The Signal Processing Society Best Paper Award is presented to up to six journal papers annually across all of the Society's Transactions; it "honors the authors of a paper of exceptional merit dealing with a subject related to the Society's technical scope." Papers published within the last five years in one of the Society's Transactions are eligible; nominations arise from one of the society's technical committees or editorial boards.

The award will be presented in May 2011 in a ceremony at the International Conference on Acoustics, Speech, and Signal Processing (ICASSP 2011) in Prague, Czech Republic.

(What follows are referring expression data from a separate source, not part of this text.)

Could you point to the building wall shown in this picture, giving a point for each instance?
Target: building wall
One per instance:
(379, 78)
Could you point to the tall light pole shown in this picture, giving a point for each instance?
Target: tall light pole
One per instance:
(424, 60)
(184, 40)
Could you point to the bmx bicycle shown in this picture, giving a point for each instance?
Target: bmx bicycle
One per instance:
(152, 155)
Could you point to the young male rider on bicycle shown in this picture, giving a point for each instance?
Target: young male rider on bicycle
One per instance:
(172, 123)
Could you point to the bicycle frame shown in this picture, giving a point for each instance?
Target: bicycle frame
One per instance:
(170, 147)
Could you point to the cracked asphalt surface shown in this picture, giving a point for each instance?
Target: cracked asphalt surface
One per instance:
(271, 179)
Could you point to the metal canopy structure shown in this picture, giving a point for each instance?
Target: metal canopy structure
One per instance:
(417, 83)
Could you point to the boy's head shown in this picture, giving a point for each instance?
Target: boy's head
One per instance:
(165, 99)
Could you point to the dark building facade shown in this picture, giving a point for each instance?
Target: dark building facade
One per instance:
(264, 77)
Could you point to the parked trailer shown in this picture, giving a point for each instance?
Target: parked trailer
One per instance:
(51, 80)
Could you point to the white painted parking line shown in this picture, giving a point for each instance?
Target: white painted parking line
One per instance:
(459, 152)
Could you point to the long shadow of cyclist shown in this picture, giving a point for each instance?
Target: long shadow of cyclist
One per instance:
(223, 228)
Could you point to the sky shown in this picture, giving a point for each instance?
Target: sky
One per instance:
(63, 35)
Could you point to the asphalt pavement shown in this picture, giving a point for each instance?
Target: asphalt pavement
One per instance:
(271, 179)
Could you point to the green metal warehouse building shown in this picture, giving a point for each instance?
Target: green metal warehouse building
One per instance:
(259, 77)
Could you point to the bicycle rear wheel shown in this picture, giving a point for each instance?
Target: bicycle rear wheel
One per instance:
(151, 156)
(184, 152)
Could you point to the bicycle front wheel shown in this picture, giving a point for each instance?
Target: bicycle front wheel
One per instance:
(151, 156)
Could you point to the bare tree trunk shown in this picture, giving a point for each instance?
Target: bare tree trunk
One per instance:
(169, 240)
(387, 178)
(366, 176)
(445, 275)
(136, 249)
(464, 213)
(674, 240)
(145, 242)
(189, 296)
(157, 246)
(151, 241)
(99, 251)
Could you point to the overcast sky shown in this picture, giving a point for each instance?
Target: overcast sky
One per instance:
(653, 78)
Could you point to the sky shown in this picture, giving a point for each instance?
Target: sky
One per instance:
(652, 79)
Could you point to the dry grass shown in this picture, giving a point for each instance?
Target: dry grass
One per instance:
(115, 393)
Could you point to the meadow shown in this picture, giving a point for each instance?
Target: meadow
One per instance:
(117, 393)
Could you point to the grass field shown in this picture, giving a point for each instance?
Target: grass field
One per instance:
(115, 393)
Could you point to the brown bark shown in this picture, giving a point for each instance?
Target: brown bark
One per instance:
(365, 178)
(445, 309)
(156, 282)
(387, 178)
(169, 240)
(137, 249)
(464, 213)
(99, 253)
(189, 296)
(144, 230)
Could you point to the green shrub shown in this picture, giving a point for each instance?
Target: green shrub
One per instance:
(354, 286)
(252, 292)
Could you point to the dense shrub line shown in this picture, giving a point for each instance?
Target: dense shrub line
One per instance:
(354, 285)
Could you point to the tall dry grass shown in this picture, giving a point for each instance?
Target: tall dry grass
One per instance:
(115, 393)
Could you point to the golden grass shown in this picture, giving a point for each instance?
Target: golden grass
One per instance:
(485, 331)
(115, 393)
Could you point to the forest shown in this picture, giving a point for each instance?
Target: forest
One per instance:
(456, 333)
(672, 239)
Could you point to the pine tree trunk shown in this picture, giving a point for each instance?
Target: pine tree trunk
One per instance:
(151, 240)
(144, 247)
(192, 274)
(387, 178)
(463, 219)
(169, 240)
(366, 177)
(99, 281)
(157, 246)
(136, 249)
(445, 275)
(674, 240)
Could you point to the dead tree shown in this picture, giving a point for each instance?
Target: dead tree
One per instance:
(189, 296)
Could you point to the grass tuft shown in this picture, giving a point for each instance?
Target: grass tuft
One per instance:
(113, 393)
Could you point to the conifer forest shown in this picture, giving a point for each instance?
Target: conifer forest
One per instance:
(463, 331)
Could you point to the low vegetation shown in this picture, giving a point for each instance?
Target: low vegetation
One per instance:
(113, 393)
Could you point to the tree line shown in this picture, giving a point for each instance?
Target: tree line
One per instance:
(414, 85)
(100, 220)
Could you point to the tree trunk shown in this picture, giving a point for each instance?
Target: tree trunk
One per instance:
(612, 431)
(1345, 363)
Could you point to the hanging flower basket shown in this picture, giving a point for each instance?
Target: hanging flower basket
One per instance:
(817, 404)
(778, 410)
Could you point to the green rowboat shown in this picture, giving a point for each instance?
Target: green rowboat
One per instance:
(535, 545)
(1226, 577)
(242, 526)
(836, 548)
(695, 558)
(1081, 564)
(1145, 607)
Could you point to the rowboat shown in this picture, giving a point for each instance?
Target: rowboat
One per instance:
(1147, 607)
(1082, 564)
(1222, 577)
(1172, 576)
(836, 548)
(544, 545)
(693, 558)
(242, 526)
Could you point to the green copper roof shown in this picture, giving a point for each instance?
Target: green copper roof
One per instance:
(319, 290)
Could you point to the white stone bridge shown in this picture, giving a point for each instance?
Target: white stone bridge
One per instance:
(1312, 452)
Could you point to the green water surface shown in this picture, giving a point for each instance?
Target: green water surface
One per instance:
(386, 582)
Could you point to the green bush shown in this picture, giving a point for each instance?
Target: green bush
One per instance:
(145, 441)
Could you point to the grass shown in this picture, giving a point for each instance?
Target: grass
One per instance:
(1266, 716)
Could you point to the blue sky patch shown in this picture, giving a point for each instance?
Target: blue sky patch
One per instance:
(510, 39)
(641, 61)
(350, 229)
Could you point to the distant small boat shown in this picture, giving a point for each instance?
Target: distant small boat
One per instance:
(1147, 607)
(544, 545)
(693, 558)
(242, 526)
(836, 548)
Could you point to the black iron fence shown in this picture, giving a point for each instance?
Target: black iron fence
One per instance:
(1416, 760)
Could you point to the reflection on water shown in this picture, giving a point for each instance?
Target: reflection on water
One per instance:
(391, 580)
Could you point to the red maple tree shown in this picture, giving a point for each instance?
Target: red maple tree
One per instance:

Jeremy Morris is a Senior Lecturer in the Department of Computer Science and Engineering at the Ohio State University. He received his Ph.D. from the department in June 2010; his thesis examined several aspects of Conditional Random Fields for ASR systems. He also received the B.S. degree from Bowling Green State University in 1996.

Eric Fosler-Lussier is an Associate Professor of Computer Science and Engineering, with a courtesy appointment in Linguistics, at The Ohio State University. After receiving a B.A.S. (Computer and Cognitive Science) and B.A. (Linguistics) from the University of Pennsylvania in 1993, he received his Ph.D. in 1999 from the University of California, Berkeley, performing his dissertation research at the International Computer Science Institute under the tutelage of Prof. Nelson Morgan. He has also been a Member of Technical Staff at Bell Labs, Lucent Technologies, and a Visiting Researcher at Columbia University. In 2006, Prof. Fosler-Lussier was awarded an NSF CAREER award, and in 2010 was presented with a Lumley Research Award by the Ohio State College of Engineering. He has published over 90 papers in speech and language processing, is a member of the Association for Computational Linguistics, the International Speech Communication Association, and a senior member of the IEEE.

Fosler-Lussier serves on the IEEE Speech and Language Technical Committee (2006-2008, 2010-2013), as well as on the editorial boards of the ACM Transactions on Speech and Language Processing and the Journal of Experimental Linguistics. He is generally interested in integrating linguistic insights as priors in statistical learning systems.